John William Grace (6 January 1927 - 5 February 2009) was the first Privacy Commissioner of Canada.

== Early life and education ==
He was born in Ottawa, Ontario and attended St. Patrick's High School there. His education continued in Ottawa at St. Patrick's College where he earned a Bachelor of Arts diploma and where he was close classmates with Douglas Roche and John Turner who became federal politicians. Grace then moved to Washington, D.C. where he attended The Catholic University of America. After receiving a Master of Arts there in 1952, he proceeded to Ann Arbor, Michigan where he earned a Doctor of Philosophy at the University of Michigan in 1958.

== Work career ==
In 1958, Grace returned to Canada and entered journalism, becoming a member of the Ottawa Journal's editorial board. He remained with that newspaper until its demise in 1980, two years after he became its chief editor and vice-president. Grace had directed the Journals editorial policy since 1972, after being an associate editor since 1962. Between 1971 and 1977, Grace was also a member of the Canada Council, serving there for two terms. After the Ottawa Journal closed, Grace was appointed to the Canadian Radio-television and Telecommunications Commission as a full-time commissioner.

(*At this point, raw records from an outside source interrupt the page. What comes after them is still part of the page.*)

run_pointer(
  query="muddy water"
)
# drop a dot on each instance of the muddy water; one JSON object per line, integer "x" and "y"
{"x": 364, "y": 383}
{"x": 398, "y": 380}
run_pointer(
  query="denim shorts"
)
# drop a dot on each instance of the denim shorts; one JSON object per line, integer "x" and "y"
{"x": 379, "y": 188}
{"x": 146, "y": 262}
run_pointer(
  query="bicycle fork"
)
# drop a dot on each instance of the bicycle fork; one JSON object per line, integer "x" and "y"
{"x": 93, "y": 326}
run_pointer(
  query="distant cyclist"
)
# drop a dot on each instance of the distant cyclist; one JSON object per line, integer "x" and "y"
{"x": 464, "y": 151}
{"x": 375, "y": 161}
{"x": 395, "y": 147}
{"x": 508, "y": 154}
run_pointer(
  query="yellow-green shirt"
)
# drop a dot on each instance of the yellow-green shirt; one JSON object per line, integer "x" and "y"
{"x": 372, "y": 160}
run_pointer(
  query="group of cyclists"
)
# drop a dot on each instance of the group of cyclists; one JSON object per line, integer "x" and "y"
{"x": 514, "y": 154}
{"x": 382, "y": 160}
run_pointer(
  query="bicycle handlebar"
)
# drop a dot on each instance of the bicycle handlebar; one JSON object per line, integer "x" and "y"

Grace served a seven-year term as the first Privacy Commissioner of Canada, starting in 1983. This Canadian federal agency is responsible for supervising the private and public management of personal information. In 1990, Prime Minister Brian Mulroney appointed Grace as the Information Commissioner of Canada, but by 1992 Grace confronted the Mulroney government regarding its refusal to release the results of government-funded polls regarding national unity. Grace remained Information Commissioner until 1998.

He was a part-time lecturer at the University of Ottawa where he was a member of its board of governors for four terms.

== Death ==
Grace died following a heart attack at his Ottawa home on 5 February 2009, aged 82.